General Electric will cut about 13,000 jobs from its jet-engine operation, in the latest sign of the devastating impact of the coronavirus outbreak on global air travel.
The reductions, going well beyond cuts announced in March, will include “voluntary and involuntary actions” affecting about 25% of GE Aviation’s workers worldwide, the company said Monday in a statement. The total includes a previously announced move to cut about 2,600 positions in the U.S.
“The deep contraction of commercial aviation is unprecedented, affecting every customer worldwide,” GE Aviation Chief Executive Officer David Joyce said in the statement. “We have responded with difficult cost-cutting actions over the last two months. Unfortunately, more is required.”
The job cuts, coming after GE last week reported deep financial strains in its jet-engine manufacturing division, underscore the severe impact of the pandemic on aviation and the broader economy. Planemakers Boeing and Airbus, along with airlines worldwide, have launched desperate efforts to preserve and raise cash as demand has fallen sharply.

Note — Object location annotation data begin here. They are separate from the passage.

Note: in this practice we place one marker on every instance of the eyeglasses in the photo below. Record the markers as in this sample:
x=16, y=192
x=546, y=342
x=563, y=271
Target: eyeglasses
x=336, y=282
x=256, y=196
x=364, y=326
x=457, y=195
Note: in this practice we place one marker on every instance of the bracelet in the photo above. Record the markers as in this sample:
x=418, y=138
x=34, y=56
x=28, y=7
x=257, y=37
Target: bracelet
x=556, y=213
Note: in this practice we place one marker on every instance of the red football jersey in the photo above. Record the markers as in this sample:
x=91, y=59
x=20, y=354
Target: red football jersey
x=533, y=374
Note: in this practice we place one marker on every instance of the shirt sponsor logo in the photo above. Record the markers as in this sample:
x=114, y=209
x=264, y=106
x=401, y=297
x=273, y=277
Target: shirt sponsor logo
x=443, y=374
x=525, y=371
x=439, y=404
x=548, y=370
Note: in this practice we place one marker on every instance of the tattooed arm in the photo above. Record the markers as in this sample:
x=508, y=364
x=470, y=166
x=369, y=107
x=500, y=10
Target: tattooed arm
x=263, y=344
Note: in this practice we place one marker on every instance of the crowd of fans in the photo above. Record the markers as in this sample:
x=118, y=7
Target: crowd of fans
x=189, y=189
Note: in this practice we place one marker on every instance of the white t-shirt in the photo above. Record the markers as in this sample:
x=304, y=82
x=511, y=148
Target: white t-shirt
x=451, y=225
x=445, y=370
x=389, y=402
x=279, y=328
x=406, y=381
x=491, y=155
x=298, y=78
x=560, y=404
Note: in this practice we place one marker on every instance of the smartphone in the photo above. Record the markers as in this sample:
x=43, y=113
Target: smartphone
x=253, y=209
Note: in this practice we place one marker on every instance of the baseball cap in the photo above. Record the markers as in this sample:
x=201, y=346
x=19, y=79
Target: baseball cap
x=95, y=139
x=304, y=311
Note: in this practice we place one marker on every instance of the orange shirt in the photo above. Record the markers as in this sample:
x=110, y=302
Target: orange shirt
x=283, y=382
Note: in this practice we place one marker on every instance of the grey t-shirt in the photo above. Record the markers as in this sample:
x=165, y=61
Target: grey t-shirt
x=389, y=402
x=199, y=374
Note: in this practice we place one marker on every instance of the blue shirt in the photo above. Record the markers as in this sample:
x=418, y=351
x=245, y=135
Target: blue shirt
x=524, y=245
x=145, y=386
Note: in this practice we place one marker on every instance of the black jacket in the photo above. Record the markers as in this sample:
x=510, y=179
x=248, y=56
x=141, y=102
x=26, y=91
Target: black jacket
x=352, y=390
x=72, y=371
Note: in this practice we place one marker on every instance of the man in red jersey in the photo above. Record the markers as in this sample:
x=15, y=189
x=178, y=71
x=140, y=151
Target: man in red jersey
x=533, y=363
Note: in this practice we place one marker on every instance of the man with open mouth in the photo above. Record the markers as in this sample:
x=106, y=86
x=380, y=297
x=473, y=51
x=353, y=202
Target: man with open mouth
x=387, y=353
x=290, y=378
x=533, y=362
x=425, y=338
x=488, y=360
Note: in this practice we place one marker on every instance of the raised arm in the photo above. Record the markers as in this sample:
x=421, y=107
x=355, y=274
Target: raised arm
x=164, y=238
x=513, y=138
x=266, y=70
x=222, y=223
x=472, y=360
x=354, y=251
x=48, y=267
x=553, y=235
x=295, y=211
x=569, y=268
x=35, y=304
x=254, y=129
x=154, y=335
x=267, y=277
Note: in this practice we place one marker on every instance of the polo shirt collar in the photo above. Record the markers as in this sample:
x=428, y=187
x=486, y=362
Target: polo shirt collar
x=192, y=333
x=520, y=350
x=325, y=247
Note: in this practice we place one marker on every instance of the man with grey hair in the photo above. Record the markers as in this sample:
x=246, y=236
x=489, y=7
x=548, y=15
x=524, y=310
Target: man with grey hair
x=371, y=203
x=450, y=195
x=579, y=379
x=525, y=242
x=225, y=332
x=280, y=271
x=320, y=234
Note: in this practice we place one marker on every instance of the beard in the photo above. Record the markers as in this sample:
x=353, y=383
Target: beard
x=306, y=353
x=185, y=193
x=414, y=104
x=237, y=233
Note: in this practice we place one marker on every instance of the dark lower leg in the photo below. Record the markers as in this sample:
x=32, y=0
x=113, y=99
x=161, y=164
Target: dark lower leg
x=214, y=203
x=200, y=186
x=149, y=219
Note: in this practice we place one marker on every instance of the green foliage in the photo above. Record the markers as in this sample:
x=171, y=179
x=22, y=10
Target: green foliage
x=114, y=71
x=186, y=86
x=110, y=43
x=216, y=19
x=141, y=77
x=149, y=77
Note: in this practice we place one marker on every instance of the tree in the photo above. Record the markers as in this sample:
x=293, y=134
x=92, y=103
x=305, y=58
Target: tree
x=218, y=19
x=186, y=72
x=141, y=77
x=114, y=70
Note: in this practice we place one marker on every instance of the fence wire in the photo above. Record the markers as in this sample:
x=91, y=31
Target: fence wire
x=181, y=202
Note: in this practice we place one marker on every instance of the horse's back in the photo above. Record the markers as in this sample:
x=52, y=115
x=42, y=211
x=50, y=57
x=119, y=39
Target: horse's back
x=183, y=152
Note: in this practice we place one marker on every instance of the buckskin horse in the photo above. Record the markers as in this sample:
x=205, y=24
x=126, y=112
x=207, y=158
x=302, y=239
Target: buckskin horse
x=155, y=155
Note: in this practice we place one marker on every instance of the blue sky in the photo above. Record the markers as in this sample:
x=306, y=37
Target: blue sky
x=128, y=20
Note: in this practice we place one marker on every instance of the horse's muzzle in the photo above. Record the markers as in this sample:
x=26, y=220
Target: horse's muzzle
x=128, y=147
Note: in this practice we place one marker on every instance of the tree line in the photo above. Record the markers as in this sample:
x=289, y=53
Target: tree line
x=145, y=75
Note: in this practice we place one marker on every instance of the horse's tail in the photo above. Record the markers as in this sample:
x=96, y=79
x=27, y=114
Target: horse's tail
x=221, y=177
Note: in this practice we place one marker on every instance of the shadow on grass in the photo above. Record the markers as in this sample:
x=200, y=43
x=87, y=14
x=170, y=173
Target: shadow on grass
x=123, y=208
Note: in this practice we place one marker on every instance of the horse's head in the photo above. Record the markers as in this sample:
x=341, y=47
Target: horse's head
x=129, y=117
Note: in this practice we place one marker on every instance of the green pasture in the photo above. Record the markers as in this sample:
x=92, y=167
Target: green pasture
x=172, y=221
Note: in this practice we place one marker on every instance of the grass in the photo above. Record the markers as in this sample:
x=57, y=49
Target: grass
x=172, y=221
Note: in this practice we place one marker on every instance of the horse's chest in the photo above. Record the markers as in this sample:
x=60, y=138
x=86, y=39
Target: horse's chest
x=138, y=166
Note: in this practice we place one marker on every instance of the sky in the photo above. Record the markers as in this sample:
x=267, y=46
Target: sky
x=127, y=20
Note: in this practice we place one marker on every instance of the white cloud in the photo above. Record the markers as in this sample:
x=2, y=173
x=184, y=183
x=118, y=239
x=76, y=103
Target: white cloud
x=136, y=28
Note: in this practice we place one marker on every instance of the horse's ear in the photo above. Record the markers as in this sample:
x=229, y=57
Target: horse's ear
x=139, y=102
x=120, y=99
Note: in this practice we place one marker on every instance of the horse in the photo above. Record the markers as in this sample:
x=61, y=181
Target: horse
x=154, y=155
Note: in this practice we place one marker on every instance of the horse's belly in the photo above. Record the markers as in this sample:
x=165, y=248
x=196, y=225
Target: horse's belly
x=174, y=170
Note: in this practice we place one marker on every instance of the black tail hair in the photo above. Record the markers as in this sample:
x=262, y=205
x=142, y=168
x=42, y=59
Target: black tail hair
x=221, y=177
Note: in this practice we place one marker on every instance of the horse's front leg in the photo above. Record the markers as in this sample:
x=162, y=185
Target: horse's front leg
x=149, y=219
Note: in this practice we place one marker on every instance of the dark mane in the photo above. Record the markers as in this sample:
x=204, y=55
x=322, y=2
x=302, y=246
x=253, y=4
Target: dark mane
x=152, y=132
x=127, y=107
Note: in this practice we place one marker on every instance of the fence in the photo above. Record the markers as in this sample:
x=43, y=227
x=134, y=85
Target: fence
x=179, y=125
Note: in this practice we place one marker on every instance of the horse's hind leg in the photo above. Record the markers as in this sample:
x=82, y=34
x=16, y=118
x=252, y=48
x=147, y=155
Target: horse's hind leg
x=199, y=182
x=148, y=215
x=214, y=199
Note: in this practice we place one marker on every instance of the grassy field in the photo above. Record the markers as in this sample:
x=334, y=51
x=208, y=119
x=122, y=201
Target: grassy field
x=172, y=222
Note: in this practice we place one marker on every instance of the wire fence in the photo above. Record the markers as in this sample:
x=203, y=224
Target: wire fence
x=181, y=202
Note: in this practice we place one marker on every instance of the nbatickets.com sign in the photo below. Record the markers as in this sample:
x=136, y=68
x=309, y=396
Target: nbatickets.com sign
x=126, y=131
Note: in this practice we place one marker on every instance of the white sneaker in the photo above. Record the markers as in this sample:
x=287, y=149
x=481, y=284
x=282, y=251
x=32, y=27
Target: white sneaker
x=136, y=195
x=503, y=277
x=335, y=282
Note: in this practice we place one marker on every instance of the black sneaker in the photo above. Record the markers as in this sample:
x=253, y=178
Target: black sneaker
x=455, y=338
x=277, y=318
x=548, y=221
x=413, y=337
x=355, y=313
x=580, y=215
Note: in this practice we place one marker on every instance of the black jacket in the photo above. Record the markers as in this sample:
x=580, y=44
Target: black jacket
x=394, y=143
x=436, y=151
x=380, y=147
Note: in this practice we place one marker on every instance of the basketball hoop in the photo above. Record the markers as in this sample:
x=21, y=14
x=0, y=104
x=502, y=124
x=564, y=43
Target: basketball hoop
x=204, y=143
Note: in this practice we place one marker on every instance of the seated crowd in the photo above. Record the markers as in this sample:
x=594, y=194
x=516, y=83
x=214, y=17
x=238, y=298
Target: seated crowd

For GE, in particular, the stress on a key business threatens a broader turnaround effort as CEO Larry Culp attempts to shore up the balance sheet and pull the company from one of the deepest slumps in its history. GE Aviation had been a bulwark for the Boston-based company as it dealt with depleted cash and a slump in the power-equipment business.
The aviation job cuts, which will be permanent, will be rolled out “over the coming months,” Joyce said. GE previously announced employee furloughs in addition to layoffs.
The latest moves are part of a $3 billion plan announced last week to reduce costs and preserve cash in the engine unit. GE said when it reported quarterly earnings that installations have dropped 45% for new engines in the second quarter and slid 60% for spares.
The global airline industry is expected to reach only 60% of its typical traffic by year-end, Alexandre de Juniac, CEO of the International Air Transport Association, said Monday on a French business news TV program. The trade group in mid-April estimated that the industry would lose $314 billion in ticket sales this year. In the U.S. alone, air traffic is less than 10% what it was a year ago.